Climate Contestation: The Road through Marrakech  
Karen Buckley (University of Manchester)

Paper short abstract:

The paper explores climate contestation at the twenty-second conference of the parties (COP22) to the United Nations Framework Convention on Climate Change as indicative of sustained engagement with further generative sites and modalities of global politics.

Paper long abstract:

The twenty-second conference of the parties (COP22) to the United Nations Framework Convention on Climate Change was held over a two week period in Marrakech, Morocco, in November 2016. This paper considers climate contestation at COP22 through observations from three main sites; the Green and Blue Zones held at the main conference space in Bab Ighli and the 'Espace Autogéré' (autonomous space) held at the University of Cadi Ayyad's Faculty of Science and Technology.

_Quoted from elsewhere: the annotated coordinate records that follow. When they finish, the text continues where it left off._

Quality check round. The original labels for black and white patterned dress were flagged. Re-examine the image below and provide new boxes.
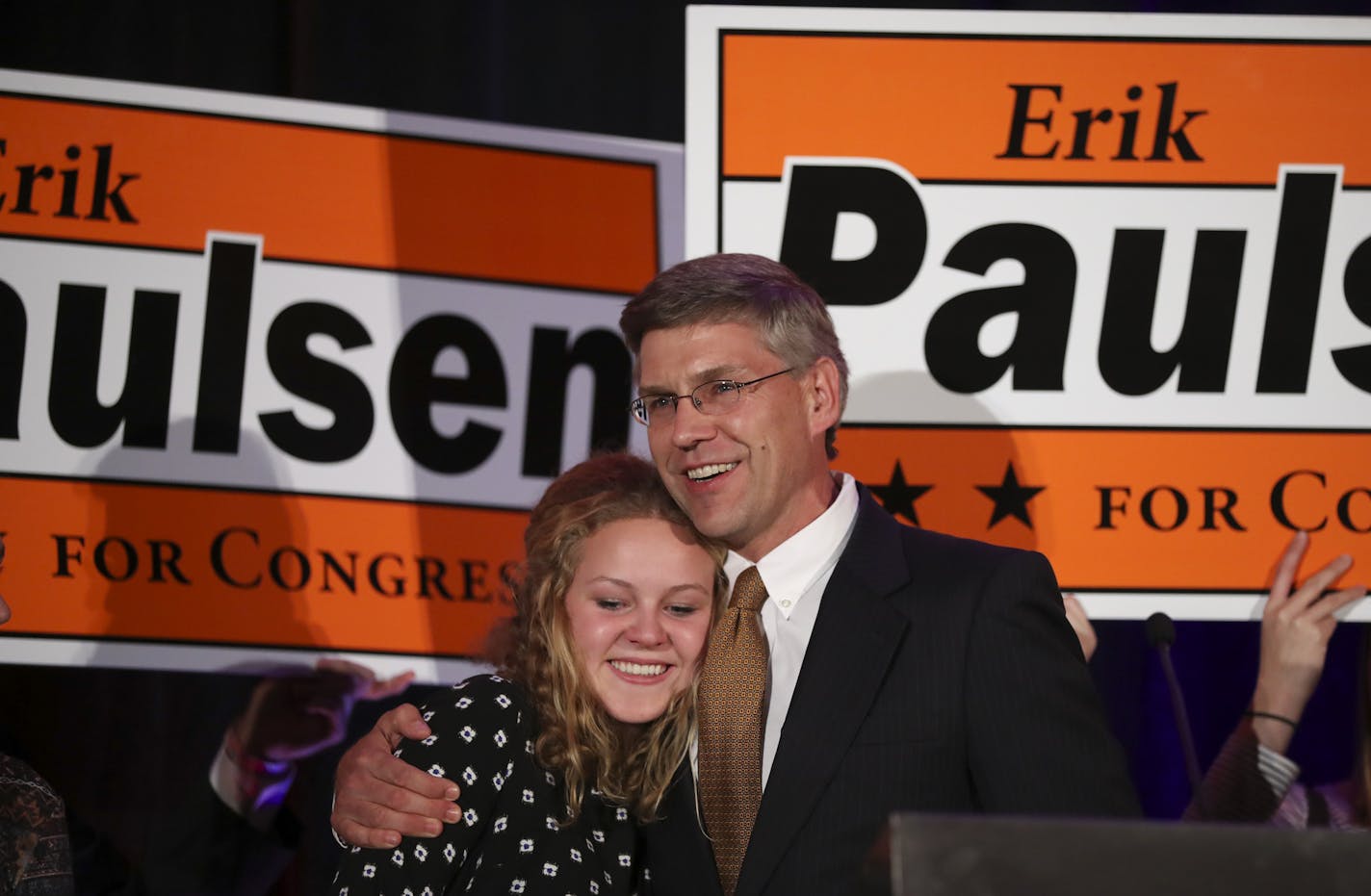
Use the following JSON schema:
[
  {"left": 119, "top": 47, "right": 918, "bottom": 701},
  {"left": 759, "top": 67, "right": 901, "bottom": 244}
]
[{"left": 334, "top": 676, "right": 647, "bottom": 896}]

While previous research has found the massive expansion in civil society participation at some COPs to be accompanied by its disenfranchisement (Fisher 2010; Wahlstrom et al 2013), others have suggested the deepening of social and climate justice movements through translocal actions (Chatterton et al 2013; Featherstone 2013). The former turns on its head what many perceive as a degenerative feature of climate contestation—that forms of solidarity and antagonism are primarily oppositional—rather than co-emergent and co-productive (Featherstone 2008, 2012; Featherstone and Korf 2012). The paper explores climate contestation in Marrakech at the time of COP22 as part of broad involved processes—or 'roads through COPs'—that stretch beyond individual sites of contestation and are indicative of sustained engagement with further formal and informal generative sites and modalities of global politics.